The decline in Midtown's available supply of space was spurred by super-hot Grand Central and Sixth Avenue/Rockefeller Center segments - the only two Midtown districts to report declining availabilities - which experienced 1.3 million square feet and 648,105 square feet of positive net absorption, respectively. The amount of space absorbed in these two segments more than offset the slight increases in availabilities posted by the other Midtown segments.
Midtown's Sixth Avenue/Rockefeller Center segment remained among the tightest submarkets, with an availability rate of just 4.2 percent, followed closely by Park Avenue, which boasted an availability rate of a mere 4.4 percent as of the end of the quarter. At 8.3 percent, East Side's availability rate - the highest of all Midtown submarkets - was still well below demand/supply equilibrium.
The title for highest asking rents in Midtown went to Upper Fifth Avenue/Plaza, which averaged a strong $58.57 per square-foot, an increase of $3.17 per square-foot from the previous quarter. At $57.72 per square-foot, Midtown's Sixth Avenue/Rock Center district was a close second, while the Grand Central segment posted the lowest average asking rent in Midtown at $46.81 per square-foot - a veritable bargain in the high-price Midtown area.
Availability Tightens Further in Midtown South
Midtown South remained the tightest market in Manhattan, as its overall availability rate dropped to a mere 4.8 percent in the first quarter of 2000. Moreover, sublet opportunities were virtually non-existent, with Lower Sixth Avenue, Chelsea, Hudson Square and the Village reporting 0 percent availabilities. As the available supply of space continued to dwindle, average asking rents rose to new highs, ending the quarter at $35.71 per square-foot.
Out of the nine Midtown South submarkets, only the Park Avenue South segment recorded negative net absorption during the first quarter of the year. With an availability rate of just 0.6 percent and 102,388 square feet of positive absorption, Midtown South's NoHo/SoHo segment was the tightest submarket in Manhattan. A close second, the Village boasted an availability rate of only 0.9 percent.
The Hudson Square segment remained the hottest submarket in Midtown South, as Trinity Real Estate continued to meet demand by repositioning its office buildings.
According to Newmark's Office Report, Midtown South's Hudson Square segment posted the highest average asking rent at $42.82 per square-foot, a 36.7 percent increase over the previous quarter, while the Village recorded the lowest asking rent at $18.13 per square-foot.

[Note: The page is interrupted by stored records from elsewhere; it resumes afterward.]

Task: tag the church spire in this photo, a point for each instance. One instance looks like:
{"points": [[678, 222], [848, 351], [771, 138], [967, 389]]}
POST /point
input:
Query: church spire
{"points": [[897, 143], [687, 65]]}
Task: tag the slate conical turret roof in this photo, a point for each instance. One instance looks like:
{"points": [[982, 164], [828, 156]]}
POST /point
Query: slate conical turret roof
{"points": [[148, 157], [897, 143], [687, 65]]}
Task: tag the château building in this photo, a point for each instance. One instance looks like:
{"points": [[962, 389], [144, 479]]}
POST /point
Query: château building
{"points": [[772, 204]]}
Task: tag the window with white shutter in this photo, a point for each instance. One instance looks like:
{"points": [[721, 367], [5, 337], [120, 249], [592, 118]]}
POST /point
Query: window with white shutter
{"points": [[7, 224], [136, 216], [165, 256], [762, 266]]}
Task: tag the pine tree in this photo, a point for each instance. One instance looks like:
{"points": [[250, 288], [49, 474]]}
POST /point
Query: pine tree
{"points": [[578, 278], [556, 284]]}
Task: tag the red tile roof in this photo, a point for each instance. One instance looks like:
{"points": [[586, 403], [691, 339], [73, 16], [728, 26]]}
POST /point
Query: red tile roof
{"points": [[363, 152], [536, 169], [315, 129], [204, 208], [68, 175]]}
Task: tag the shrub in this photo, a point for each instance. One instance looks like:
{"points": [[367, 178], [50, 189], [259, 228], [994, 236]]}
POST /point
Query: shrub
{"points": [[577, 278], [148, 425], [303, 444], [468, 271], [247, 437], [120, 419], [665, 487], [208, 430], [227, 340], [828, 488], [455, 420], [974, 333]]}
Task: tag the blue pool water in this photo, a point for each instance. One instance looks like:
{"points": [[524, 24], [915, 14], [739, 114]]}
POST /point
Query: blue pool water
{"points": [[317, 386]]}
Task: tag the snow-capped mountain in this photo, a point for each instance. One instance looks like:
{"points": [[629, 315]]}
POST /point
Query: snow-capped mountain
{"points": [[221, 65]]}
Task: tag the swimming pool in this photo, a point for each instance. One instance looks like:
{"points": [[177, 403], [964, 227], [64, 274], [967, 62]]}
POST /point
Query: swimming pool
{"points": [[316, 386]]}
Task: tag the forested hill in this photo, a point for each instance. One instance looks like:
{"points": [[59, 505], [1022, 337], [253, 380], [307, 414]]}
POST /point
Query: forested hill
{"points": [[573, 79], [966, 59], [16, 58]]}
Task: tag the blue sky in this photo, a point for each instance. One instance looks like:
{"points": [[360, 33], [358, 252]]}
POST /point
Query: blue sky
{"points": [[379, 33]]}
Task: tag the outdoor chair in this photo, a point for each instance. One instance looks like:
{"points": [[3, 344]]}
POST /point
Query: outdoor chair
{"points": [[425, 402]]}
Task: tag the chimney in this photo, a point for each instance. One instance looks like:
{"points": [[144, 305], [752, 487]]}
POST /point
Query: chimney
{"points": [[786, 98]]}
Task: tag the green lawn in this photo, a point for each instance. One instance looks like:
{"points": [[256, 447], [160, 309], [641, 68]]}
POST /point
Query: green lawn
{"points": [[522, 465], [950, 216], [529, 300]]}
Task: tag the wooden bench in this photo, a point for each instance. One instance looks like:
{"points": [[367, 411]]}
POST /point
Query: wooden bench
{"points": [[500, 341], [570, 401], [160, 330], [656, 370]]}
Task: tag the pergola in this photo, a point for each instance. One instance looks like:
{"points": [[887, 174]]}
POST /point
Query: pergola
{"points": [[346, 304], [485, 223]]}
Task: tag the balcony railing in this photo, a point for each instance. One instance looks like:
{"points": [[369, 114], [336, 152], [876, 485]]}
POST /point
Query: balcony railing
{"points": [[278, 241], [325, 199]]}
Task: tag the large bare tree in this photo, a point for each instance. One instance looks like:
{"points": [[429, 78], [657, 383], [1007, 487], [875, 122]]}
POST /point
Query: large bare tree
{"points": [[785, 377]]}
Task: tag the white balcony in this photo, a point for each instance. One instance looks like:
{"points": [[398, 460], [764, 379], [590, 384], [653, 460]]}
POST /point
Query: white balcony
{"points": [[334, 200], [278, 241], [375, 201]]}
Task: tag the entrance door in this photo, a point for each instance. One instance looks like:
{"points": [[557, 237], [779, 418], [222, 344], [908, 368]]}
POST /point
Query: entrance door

Downtown availability drop of 40 percent in first quarter
Downtown's availability rate dropped to 6.2 percent in the first quarter of 2000 - a whopping 40.1 percent decrease over the last quarter - as high-tech companies and Internet ventures continued to lease up space. Downtown's overall absorption was positive at 2,156,856 square feet, more than double last quarter's total of 984,401 square feet. The increase in activity is largely due to the heightened demand from Internet companies that are increasingly looking Downtown when confronted with the space crunch in Midtown South. The scarcity of quality product coupled with sustained demand for space pushed the overall weighted average asking rent to $36.12 per square-foot, up from $33.12 at the end of 1999.
The World Trade Center/World Financial Center was the tightest district as the vacancy rate dropped to 3.1 percent and rents were pushed up to $42.54 per square-foot - a $2.29 increase since year-end. The financial district continues to post positive results, with availability in the single-digits at 6.2 percent and average rents at $34.95 per square-foot - the lowest rent of any Downtown segment.